E embora os pesquisadores tenham notado que chuvas fortes podem lavar a sujeira, espera-se que as mudanças climáticas tornem os incêndios extremos mais frequentes, o que significa que haverá menos anos em que a fumaça e a fuligem não afetarão as geleiras.
“O que descobrimos é que estamos tendo anos de grandes incêndios com tanta frequência… que a fuligem está sendo renovada quase todos os anos”, disse Pomeroy.
“É difícil encontrar anos atualmente em que haja uma superfície de geleira razoavelmente limpa para registrar.”
Derretimento rápido põe em risco o fornecimento de água e eletricidade
Ben Pelto é um cientista de geleiras baseado em North Vancouver. Seu trabalho como consultor inclui aconselhar concessionárias e governos sobre como o rápido derretimento de geleiras pode colocar em risco os recursos hídricos e a geração de energia hidrelétrica.
“Sim, as geleiras estão derretendo mais rápido do que nunca, mas também estão menores do que costumavam ser”, disse ele.
“Então, mesmo que estejam derretendo mais rápido, é uma área menor que está gerando esse derretimento”, o que acaba levando à redução do fluxo para os rios que fornecem água para comunidades ou abastecem usinas hidrelétricas.
A Estudo de 2020 por pesquisadores da Universidade da Colúmbia Britânica analisaram quais áreas de Alberta estariam mais em risco devido ao derretimento das geleiras.
Um desses locais era a Represa Bighorn, a usina hidrelétrica de melhor desempenho e o maior reservatório de Alberta, que corre o risco de escassez de água no verão devido à futura perda de geleiras.

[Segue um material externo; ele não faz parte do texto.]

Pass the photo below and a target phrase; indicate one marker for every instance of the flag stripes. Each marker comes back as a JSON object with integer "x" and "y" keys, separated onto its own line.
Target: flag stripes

Pelto estudou geleiras na Colúmbia Britânica e em Alberta e observou que elas também estavam escurecendo, mas ele ressaltou que, junto com os incêndios florestais, as geleiras também acumulam poeira e sujeira de outras fontes, incluindo emissões de combustível próximas.
Ele diz que o que o preocupa é que um clima mais quente significa que há menos neve e que a neve que cobre as geleiras está derretendo, deixando a superfície gelada exposta. Neve fresca e branca reflete muito mais calor do que apenas gelo transparente.
“Então, como perdemos neve mais rápido durante o ano, a quantidade de derretimento que pode ocorrer é muito maior porque ela reflete menos”, disse ele.